Started over a year ago, Varnam began as a hobby. “I had just designed my home in Chettinad style and people really liked ‘khanaa', the fabric that I had used for the cushions, curtains and other home fabrics. This material is used in the North to make blouses but I decided to try it this way and everyone started asking me where to get it. So I used this fabric to make home décor and hold exhibitions, which were a sell out,” says Karthik, “Then I decided, why not get into crafts since it's close to my heart and I've already worked in this sector. That's when I visited Channapatna.”
This village, on the outskirts of Bengaluru, is the house of lacquer toys, and Karthik began to work with them to produce other craft items. “I met some artisans and liked their work. I spent the first few weeks looking at how they made their toys and gaining hands-on experience. Channapatna is usually famous for its toys. The story goes that 200 years ago, Tipu Sultan got artists from Persia to teach people here to make toys. But I want to redefine the way this product has been used to far,” he explains.
Varnam specialises in Chettinad baskets and lacquer home décor. It offers a range of door handles, lamps, tea light holders, candle stands and more. “While Tamil Nadu and Andhra Pradesh's crafts have been developed so well over the years, not much improvisation has entered Karnataka's crafts. If you search online for Channapatna, almost 95 per cent of the results will be about toys,” adds Karthik, “Very few players have entered the market, and therefore, I decided to single-mindedly explore it, especially in the lighting space, where it hasn't been used. We've made 6 to 7 feet floor lamps with the base in lacquer and the shade made out of ‘khanaa'. I want to present lacquer in a form that intrigues people.”
While Karthik, who was in the corporate world for 15 years, quit his full-time job, he continues to work part-time to sustain his work at Varnam. “The response has been so good that I decided to quit my job. But since this is the handmade segment, there's only so many you can make at a time. We started off on a very small scale and did customised orders in the beginning since it was a niche clientele. But now we're taking it very seriously and it has become more than just a hobby. People usually associate crafts with NGOs but if it's going to be sustainable, it needs to be a business model and my experience in marketing will help me there,” he says.
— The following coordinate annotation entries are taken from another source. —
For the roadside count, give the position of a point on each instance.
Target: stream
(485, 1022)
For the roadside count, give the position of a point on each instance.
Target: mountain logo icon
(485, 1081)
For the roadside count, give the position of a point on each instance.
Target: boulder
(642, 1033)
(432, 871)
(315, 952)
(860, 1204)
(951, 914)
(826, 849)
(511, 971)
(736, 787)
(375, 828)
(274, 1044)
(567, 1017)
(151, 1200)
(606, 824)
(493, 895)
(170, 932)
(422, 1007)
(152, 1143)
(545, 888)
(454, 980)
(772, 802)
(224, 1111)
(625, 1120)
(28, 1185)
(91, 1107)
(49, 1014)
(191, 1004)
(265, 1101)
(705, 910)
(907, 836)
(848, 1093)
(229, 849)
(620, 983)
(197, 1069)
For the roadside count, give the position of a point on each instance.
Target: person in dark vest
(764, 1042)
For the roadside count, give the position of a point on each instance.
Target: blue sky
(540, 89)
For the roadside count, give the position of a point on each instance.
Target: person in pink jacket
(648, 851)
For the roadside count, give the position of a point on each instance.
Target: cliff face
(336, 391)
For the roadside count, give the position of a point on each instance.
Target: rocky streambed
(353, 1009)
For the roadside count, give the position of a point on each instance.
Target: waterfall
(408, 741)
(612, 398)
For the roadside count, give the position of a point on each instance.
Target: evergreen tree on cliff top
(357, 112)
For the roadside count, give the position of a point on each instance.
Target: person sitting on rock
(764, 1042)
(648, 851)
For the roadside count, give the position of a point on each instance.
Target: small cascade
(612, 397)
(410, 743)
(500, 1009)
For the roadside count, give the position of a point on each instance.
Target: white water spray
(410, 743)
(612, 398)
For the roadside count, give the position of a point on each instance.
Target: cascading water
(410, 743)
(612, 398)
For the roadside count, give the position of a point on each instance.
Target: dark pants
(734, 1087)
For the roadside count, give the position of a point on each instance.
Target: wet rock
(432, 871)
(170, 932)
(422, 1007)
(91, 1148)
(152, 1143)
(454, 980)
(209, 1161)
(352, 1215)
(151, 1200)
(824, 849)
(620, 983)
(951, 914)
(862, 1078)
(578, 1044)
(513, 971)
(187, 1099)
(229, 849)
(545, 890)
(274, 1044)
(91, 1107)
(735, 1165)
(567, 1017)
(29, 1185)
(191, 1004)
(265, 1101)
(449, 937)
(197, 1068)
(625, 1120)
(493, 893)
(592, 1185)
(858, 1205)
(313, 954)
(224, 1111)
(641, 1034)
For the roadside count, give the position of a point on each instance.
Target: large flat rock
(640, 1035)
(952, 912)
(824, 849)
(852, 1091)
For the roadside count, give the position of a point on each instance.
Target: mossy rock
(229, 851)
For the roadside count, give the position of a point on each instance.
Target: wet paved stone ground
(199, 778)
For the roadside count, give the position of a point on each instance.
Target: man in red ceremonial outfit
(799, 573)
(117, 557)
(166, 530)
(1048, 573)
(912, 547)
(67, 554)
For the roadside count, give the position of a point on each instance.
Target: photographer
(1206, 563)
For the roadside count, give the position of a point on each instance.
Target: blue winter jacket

Karthik currently employs two clusters of artisans and is soon looking at adopting a third. “Since there's more demand now, I'm looking at increasing the number of artisans. We have about 20-30 people working with us but the challenge in this kind of set up is to make it profitable and employable for the artisans. A lot of them are leaving this traditional trade to find work in industries where they get better money for easy work. I want to sustain this craft and the only way to do it is to employ people in their own set up and give them designs that they can work on. While I make my own designs, I usually sit with the artisans and discuss the designs and there are invariably some changes, since lacquer has some restrictions. We work on colours, and that's why this is called Varnam,” he adds.